In his 2005 title, Decameron and the Philosophy of Storytelling: Author as Midwife and Pimp, Kuhns attempts a reinterpretation of Giovanni Boccaccio's mid-fourteenth-century work of connected tales, The Decameron. The one hundred tales of that book are told by a collection of seven women and three men who flee plague-ridden Florence for a remote villa. Each of the ten people tells a story on ten consecutive days—stories noted for their earthy, sometimes bawdy character. Kuhns dissects these old tales, searching for new meanings. One of Kuhns's conclusions, contested by others, is that the author, Boccaccio, was anti-Christian rather than merely anti-clerical. Writing in the Renaissance Quarterly, Tobias Foster Gittes concluded: "Only a true curmudgeon could fail to appreciate the enthusiasm and vigor of Kuhns's prose, delighting in Kuhns's obvious delight in Boccaccio; only a reader who shares Kuhns's enthusiasm for esoteric interpretations is likely to accept many of his conclusions."
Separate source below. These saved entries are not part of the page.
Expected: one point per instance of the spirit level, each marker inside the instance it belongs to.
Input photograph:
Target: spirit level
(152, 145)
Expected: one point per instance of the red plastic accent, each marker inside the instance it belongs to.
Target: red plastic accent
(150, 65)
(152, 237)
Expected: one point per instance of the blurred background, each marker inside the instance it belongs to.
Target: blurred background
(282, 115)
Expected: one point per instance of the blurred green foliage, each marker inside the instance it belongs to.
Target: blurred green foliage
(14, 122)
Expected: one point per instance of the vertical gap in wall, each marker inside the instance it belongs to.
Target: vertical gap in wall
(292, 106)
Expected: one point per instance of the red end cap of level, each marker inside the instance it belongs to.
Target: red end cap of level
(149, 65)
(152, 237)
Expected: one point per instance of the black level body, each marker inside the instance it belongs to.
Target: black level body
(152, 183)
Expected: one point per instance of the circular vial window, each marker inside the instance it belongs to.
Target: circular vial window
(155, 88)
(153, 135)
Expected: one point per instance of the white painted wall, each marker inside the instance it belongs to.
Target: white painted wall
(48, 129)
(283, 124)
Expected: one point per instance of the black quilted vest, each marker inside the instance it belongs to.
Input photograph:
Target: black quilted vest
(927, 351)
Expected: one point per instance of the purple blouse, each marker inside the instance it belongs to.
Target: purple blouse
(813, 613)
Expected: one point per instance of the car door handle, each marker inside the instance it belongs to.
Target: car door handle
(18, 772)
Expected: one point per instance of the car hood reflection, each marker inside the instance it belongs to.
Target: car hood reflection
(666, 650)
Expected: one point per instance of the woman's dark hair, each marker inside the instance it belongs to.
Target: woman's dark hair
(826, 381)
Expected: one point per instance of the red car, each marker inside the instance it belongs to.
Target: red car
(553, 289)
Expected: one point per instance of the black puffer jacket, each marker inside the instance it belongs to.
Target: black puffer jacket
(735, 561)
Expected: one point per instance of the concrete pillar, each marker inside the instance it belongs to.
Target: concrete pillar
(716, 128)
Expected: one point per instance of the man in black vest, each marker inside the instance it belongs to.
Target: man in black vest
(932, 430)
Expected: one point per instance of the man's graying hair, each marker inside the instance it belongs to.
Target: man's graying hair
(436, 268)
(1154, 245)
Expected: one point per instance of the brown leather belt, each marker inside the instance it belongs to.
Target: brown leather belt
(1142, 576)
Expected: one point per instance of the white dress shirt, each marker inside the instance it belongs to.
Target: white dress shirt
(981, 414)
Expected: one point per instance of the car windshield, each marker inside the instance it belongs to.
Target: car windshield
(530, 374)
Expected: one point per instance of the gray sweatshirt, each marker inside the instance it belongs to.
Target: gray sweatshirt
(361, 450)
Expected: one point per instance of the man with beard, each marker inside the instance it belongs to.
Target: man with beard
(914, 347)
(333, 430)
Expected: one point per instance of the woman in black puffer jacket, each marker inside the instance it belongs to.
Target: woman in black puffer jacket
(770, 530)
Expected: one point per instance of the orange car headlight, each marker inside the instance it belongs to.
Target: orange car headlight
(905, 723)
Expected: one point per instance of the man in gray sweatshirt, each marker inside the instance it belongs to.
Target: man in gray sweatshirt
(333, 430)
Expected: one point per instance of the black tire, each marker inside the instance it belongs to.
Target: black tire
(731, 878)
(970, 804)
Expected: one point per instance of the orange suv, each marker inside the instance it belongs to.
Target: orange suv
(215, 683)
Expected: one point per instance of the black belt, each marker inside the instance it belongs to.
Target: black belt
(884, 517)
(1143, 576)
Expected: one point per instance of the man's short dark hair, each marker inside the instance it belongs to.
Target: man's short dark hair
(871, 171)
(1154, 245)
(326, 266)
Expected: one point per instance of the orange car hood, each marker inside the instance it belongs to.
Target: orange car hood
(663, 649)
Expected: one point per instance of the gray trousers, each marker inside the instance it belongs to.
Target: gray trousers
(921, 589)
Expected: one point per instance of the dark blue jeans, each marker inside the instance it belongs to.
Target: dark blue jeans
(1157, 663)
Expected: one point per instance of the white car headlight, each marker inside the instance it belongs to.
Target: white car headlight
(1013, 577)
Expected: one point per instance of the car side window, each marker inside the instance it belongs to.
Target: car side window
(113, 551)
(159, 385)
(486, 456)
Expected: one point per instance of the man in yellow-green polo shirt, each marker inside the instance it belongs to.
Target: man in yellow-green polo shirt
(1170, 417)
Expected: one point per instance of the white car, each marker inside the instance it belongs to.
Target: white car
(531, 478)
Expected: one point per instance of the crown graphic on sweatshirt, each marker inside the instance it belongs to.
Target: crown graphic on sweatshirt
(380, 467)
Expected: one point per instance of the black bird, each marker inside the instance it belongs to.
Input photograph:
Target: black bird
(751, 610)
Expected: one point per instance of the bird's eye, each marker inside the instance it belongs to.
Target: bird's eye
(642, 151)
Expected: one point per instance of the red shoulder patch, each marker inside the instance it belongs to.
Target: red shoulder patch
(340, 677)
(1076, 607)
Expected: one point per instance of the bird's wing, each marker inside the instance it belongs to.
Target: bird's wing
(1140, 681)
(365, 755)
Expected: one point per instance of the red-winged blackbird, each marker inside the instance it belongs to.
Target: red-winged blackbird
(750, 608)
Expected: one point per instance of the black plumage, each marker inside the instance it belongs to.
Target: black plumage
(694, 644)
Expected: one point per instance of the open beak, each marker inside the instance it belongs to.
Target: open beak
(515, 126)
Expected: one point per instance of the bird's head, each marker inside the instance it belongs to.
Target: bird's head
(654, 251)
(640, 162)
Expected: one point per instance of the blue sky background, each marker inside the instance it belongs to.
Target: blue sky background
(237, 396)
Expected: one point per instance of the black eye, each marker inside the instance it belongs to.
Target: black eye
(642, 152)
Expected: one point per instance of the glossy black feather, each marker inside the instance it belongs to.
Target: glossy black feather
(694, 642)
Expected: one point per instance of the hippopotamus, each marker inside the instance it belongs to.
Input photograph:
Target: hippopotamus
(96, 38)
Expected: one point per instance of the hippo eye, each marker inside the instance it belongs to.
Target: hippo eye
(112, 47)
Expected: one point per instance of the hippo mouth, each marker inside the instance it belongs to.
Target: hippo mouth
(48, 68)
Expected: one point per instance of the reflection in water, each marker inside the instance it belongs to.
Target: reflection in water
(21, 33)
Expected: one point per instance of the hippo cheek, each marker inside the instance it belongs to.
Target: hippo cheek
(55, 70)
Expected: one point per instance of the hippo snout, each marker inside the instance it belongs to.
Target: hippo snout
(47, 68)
BIOGRAPHICAL AND CRITICAL SOURCES:
British Journal of Aesthetics, January 1, 1993, Olga McDonald Meidner, review of Tragedy: Contradiction and Repression, p. 87.
Psychoanalytic Review, Volume 75, 1988, Cynthia Freeland, review of Psychoanalytic Theory of Art, A Philosophy of Art on Developmental Principles, pp. 482-485; Volume 80, 1993, Patrick Mahony, review of Tragedy, pp. 160-163.
Renaissance Quarterly, March 22, 2006, Tobias Foster Gittes, review of Decameron and the Philosophy of Storytelling: Author as Midwife and Pimp, p. 135.